What the results say about accuracy and real-world effort
The team’s fieldwork ran from October 2024 to March 2025, surveying two citrus orchards four times each. The robot’s sensor measured conductivity down to roughly 2.3 feet (0.7 meters), while the direct moisture checks used for calibration captured the top roughly 4.7 inches of soil (0.12 meters), which the researchers note is a limitation because the sensing depths do not perfectly match.
Even so, the modeling performed well. Using their best approaches, the median evaluation error was about 0.039 m³/m³ in independent testing, which the authors categorized as “good” accuracy for this kind of field mapping.
One of the most practical findings is how few calibration spots may be needed. The study reports that accuracy improved as more calibration footprints were used, but gains became marginal beyond roughly four to six footprints per field, suggesting farms might not need a dense and expensive sensor network to get useful orchard wide moisture maps.
Cleaner groundwater is part of the story too
Precision irrigation is often pitched as a way to save water, but it can also reduce pollution. When fields are overwatered, nutrients applied as fertilizer can be washed below the root zone and into groundwater, which is a problem in many farming regions.

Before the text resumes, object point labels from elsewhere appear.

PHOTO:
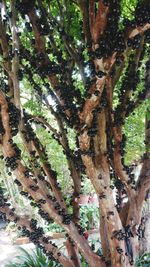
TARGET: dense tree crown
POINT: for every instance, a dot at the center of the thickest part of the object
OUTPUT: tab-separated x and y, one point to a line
74	94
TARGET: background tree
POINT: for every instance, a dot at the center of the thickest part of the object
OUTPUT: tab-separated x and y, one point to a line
76	68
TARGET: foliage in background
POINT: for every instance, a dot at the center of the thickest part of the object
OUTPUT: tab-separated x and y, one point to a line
34	259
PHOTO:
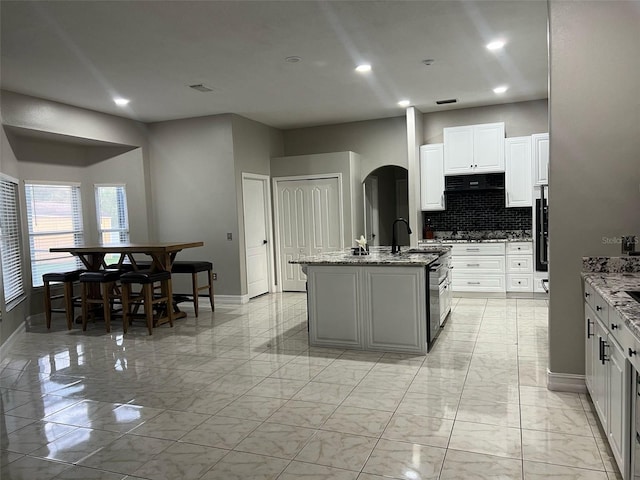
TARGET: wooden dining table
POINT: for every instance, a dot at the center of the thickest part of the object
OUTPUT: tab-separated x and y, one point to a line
162	256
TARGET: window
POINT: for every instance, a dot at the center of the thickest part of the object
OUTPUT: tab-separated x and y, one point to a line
113	218
111	210
54	215
10	240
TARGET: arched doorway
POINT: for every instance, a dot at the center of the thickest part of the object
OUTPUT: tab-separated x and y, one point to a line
386	197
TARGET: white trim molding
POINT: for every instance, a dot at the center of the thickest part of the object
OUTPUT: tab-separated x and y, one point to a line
231	299
6	346
566	382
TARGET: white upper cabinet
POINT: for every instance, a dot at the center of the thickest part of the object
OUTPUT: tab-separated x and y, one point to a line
518	186
540	158
458	150
432	177
474	149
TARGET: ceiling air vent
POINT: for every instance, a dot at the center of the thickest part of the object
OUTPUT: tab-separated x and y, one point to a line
201	87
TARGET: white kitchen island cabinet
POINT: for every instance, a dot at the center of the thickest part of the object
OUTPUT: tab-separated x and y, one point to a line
375	303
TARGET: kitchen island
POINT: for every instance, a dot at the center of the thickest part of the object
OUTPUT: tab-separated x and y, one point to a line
378	302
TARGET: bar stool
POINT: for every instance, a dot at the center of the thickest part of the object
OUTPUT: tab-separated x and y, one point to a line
195	267
106	279
67	279
146	296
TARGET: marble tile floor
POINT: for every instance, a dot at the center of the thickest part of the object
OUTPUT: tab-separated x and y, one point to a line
238	394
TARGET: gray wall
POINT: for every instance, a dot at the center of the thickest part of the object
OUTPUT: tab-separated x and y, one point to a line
594	167
379	142
52	141
254	144
521	118
12	319
194	189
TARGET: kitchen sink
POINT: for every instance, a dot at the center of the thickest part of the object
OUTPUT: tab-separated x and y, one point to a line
635	294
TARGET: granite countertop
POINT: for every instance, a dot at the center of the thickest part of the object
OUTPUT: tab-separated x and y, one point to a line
612	287
411	257
484	236
611	277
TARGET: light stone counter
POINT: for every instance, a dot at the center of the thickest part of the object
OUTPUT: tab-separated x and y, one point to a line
378	256
611	277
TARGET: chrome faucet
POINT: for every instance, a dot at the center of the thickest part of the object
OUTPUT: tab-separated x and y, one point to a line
395	248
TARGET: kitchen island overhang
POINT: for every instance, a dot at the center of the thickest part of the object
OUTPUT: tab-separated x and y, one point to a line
378	302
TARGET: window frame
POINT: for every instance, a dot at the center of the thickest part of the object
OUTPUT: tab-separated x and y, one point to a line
126	231
14	299
77	232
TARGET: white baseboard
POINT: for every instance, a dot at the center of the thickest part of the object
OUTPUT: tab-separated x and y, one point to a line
4	348
232	299
566	382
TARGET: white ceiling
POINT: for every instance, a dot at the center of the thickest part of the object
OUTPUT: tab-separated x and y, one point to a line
84	53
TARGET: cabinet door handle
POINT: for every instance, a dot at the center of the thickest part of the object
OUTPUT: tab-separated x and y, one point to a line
603	356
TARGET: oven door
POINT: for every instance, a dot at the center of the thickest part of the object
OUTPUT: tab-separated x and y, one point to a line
635	430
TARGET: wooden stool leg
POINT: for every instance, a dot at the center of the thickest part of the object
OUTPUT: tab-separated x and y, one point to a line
106	305
194	285
68	303
47	304
210	274
148	305
126	292
169	297
85	305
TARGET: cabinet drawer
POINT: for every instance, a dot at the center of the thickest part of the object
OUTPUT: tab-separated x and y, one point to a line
478	283
601	308
478	264
589	295
520	282
477	249
519	247
519	264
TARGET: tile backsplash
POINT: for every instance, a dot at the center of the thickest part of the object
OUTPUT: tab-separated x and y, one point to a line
484	210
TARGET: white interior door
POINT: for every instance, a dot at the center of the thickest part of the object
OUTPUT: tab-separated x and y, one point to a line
255	198
371	216
309	222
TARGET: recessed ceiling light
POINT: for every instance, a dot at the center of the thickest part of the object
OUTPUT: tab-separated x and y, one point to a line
496	44
201	87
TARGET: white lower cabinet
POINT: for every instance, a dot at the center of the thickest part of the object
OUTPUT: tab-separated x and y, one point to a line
371	308
607	374
478	267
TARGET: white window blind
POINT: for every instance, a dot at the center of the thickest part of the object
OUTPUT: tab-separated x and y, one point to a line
111	211
10	240
54	215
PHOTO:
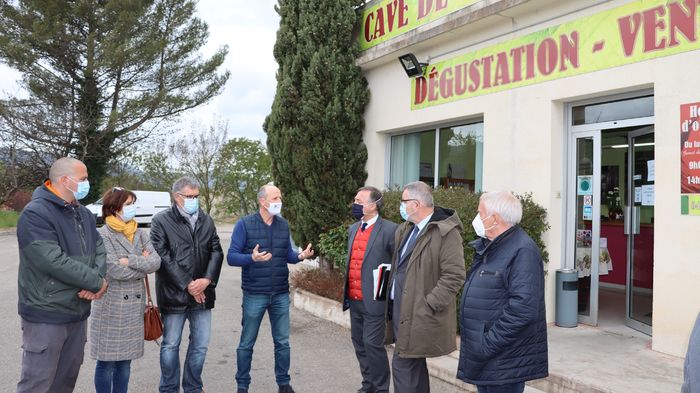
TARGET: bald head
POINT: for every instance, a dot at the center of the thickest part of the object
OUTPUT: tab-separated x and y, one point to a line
66	166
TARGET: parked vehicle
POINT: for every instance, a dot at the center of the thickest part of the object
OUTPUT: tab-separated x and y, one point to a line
148	203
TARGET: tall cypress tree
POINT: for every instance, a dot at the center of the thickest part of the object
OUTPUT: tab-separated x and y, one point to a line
314	131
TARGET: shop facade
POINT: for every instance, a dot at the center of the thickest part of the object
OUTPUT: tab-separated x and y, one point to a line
579	103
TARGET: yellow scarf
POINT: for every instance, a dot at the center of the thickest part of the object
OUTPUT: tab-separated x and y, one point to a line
126	228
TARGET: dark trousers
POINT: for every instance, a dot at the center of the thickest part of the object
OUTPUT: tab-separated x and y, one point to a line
367	332
112	376
51	356
517	387
410	375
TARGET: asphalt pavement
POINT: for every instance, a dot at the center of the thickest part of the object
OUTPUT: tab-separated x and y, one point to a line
323	359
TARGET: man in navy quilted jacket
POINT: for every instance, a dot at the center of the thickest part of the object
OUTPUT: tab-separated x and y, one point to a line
261	245
502	320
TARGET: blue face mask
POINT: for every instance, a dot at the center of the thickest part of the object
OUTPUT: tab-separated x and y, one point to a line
82	190
402	210
191	205
128	213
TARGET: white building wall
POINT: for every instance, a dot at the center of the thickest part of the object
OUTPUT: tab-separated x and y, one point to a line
525	139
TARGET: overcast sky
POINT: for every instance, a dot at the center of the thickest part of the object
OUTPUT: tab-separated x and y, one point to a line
249	29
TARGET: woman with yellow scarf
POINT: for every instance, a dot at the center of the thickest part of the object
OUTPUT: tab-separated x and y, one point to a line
116	326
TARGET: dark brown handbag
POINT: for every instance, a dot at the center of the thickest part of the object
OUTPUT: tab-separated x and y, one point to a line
152	324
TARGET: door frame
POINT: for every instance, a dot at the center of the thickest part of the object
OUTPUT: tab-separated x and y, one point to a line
571	212
629	226
573	133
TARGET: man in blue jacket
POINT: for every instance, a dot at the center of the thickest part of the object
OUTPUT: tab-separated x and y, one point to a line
61	269
261	245
502	320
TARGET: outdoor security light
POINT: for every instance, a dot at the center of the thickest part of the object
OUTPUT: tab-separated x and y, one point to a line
411	65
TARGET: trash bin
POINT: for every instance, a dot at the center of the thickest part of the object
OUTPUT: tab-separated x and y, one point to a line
566	314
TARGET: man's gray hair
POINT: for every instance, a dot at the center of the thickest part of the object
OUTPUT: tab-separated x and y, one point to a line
63	167
421	192
505	204
183	182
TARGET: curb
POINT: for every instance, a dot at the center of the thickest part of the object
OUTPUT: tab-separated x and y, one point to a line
444	367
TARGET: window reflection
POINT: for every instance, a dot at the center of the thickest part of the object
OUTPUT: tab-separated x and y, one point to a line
459	157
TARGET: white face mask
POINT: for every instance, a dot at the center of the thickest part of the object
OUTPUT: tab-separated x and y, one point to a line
478	225
275	208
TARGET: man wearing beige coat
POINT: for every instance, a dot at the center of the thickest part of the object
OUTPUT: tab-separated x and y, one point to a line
427	272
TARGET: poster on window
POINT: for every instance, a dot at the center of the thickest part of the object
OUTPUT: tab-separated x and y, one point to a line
690	156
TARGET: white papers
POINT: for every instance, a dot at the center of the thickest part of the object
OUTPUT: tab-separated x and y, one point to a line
648	195
584	185
651	175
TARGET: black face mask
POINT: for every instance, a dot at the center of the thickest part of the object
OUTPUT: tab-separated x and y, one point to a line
357	211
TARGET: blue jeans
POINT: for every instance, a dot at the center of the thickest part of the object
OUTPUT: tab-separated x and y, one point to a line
254	307
112	377
200	331
517	387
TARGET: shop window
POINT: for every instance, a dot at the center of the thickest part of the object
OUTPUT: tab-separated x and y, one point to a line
459	157
413	158
614	110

Scudiero pointed to that risk directly, saying that if you apply “only the amount of water the plants actually need,” you reduce the chance of washing nutrients “away from the roots of the crops and into the environment.” It’s a reminder that irrigation decisions do not stay inside the orchard fence line.
There’s also a plant health angle that farmers know well. The study notes that high soil moisture can worsen certain soilborne disease risks when pathogens are present, which makes better moisture control more than just a conservation move.
What comes next for orchard robots
Right now, moving from university research orchards to commercial farms is the hard part. The researchers say real world systems will need rugged machines that can handle different weather conditions and crop systems, plus partnerships with private industry to turn prototypes into products.
In the study setup, the robot was teleoperated to stay close to irrigation lines where moisture patterns can change quickly, and the team filed a patent related to how the robot interacts with sensors without disturbing measurements.
Other work cited in the paper suggests semi autonomous navigation is getting closer, and a similar platform has been tested for longer missions with a maximum battery life around four hours.
If you’re wondering where this could lead, imagine a future where orchards are quietly surveyed the way a warehouse gets scanned for inventory. Not to replace farmers, but to give them better maps so fewer decisions are made in the dark.
The study was published on Computers and Electronics in Agriculture.